The Babe was impressed as he watched Willard herd the geese across the road. "Kid, you catch baseballs the way you catch ducks (Babe could never tell the difference between a goose and a duck), pretty soon we'll be playing together," said Babe. He also gave Willard a glove. Willard took the Babe's glove to bed with him, along with his hot-water bottle.

As a special treat, Willard's father took him to see the Red Sox play a double-header against the St. Louis Browns on July 17, 1918. At the Fenway Park game, Willard watched Babe throw some warm-up pitches. Babe looked up and saw Willard and his dad.

"Hey kid. Aren't you the kid with that big duck in New Hampshire?"

"You gave me your glove," said Willard. "It was a gander."

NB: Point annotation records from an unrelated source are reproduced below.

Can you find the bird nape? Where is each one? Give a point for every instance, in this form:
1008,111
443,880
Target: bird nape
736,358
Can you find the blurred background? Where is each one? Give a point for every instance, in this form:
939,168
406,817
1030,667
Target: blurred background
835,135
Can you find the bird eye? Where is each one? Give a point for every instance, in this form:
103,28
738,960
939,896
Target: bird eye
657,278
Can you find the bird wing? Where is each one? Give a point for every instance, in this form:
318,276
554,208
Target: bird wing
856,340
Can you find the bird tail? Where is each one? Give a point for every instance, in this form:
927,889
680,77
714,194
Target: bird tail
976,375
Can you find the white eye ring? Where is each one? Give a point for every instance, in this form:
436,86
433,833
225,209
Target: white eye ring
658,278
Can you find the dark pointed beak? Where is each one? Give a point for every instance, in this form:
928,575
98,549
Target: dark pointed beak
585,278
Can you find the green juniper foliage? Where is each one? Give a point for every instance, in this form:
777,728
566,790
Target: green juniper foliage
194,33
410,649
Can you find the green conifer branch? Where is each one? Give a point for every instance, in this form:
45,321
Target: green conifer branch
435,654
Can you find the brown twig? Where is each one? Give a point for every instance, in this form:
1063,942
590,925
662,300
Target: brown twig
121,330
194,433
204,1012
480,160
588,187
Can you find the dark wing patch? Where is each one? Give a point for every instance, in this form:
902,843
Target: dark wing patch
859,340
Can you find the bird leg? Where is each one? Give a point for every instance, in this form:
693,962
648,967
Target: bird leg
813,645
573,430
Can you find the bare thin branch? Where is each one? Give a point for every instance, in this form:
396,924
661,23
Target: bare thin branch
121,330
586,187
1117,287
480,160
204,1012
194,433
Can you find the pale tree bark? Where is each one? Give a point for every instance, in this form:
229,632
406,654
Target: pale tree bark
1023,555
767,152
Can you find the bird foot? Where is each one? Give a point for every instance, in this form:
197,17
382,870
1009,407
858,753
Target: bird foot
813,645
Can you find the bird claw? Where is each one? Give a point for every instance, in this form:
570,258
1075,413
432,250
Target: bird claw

"This is to go with the glove, kid," said the Babe, flipping Willard his warm-up ball as he strode toward the mound.

Newspapers began referring to Babe as "The Colossus." That year the Red Sox won the World Series.

Willard, who was now 13, wrote a poem called "The Ballad of Babe Ruth." It was printed in the weekly newspaper and he won a subscription to "Youth's Companion" from the local 4-H Club.

Later Babe Ruth was sold to the Yankees. Willard found it difficult to love Babe Ruth but hate the Yankees, who won everything.

In 1921, when he was 16, Willard quit school to work on his father's farm. The prices of milk and wool went down, down, down and small farms were having problems making ends meet. That year, Babe Ruth hit 59 home runs.

Three years later Willard, who was now called Will, got married. He and his wife had a baby girl and they named her Ruth. Will began writing for the local newspaper. He liked to tell Ruth about the man she was named after. He told her how grandpa's oxen had pulled Babe Ruth's roadster out of the ditch.

When Babe Ruth got a salary raise in 1931, someone asked him how it felt to make more money than President Hoover.

"Why not? I had a better year than he did," said the Babe.

But it was only a few years later, in 1934, that people began to say that Babe Ruth, at age 39, was getting too old for the game he adored. He only hit 22 home runs that year, the same year that Will became the managing editor of the local newspaper.

Then, on Ruthie's 10th birthday, she got three mysterious tickets. She got tickets to baseball game that would mark Babe Ruth's return to Boston. He had been traded to the Boston Braves.

"I never thought we'd ever see Babe Ruth again," said Will's father. But not only did Will, his father and his daughter get to see Babe Ruth, they got to talk to him in the locker room.

By that time, Babe Ruth was 40 years old and fat. It took him a minute to remember Will. "Hey," he said. "Were you that kid with the...goose?" Nobody told him it was really a gander.

Babe Ruth wrote a message to Ruth on her score card. "Happy Birthday from Ruth to Ruth," he wrote. "If I hit one today, it's for your birthday, OK?" he added.

That day he hit his 709th home run and it won the game.